In six years, he will have no money. It will force him to cut expenses.
He made the easy choice to stay as is.
In six years, he will have nothing. And then, he will have an exceptionally hard life.
When we hear of the extremes, its easy as bystanders to see the hard choice is the right choice. But when its us needing to send our kids to a cheaper school, or downsize our house, or change our lifestyle, we can’t. We postpone the hard choice in the hope that it will go away, or something out there will change. But it’s a lifetime of decisions like that caused my client to be in the position he is. Because its harder to reign his wife in than it is to just go with the flow.
So for whatever it is that you are avoiding doing or deciding on, ask yourself “What are the absolute worst consequences of making this decision”. And journal it in as much detail as you possibly can. I talk about this process in detail in Chapter 11 of my book.
Once you write it down, then do at least 5 “And then what’s?” and work out the absolute worse case scenario. Take that elephant in your head, and stare it down in your journal.
The example I give in my book is this….
What tends to happen is that in our head we only ever focus on the first And then what. The fear, and our worst feared consequence.
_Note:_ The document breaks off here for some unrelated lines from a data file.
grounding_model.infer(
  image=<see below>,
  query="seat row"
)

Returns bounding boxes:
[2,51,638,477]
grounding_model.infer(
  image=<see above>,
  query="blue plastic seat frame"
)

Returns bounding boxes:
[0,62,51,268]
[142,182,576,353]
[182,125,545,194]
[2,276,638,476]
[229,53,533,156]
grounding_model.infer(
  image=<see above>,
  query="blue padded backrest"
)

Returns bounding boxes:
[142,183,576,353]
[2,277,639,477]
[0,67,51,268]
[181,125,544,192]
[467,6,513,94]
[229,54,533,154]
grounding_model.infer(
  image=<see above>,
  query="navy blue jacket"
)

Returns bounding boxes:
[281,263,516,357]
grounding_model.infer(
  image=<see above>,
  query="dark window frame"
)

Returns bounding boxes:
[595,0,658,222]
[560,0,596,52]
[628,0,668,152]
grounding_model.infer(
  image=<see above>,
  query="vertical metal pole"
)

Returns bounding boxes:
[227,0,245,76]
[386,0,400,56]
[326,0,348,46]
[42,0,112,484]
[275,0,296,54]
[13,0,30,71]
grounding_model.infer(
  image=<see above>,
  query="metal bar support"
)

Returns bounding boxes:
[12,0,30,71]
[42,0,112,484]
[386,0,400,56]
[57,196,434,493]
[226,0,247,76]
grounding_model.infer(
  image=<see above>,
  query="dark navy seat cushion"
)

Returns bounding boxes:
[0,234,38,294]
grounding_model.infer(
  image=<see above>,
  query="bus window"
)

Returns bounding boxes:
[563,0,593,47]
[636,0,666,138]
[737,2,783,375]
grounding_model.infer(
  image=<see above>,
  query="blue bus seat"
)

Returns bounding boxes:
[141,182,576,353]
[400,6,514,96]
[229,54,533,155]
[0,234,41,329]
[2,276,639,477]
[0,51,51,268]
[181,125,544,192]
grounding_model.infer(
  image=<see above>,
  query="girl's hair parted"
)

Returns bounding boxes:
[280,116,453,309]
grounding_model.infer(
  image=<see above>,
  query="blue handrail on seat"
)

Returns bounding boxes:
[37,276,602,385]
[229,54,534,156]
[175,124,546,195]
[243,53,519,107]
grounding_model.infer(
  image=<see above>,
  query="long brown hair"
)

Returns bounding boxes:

What we don’t see is that in reality, there is nothing that truly is earth shattering that we can’t get through.
As Susan Jeffers says in her great titled book, “Feel the fear and do it anyway”, “If you knew you could handle anything that came your way, what would you have to fear?”
The reality is, all of us can handle what comes our way. The meme I read today said, “life’s tough honey, but so are you”. We overestimate the long term impact of pain, and underestimate our ability to deal with it.
You cannot control the outcomes of your decisions. How people can react. What you can control is whether or not you face up to your fears and are brave enough to make a decision. You will get it wrong – but if you’re acting in line with your values, you will more often than not get it right. And remember that wrong is often not a bad thing – it often is where the growth lies.
If you want an easy life, make hard decisions. If you want to make easy decisions, and go along with where everyone else takes you, you will end up with a hard life.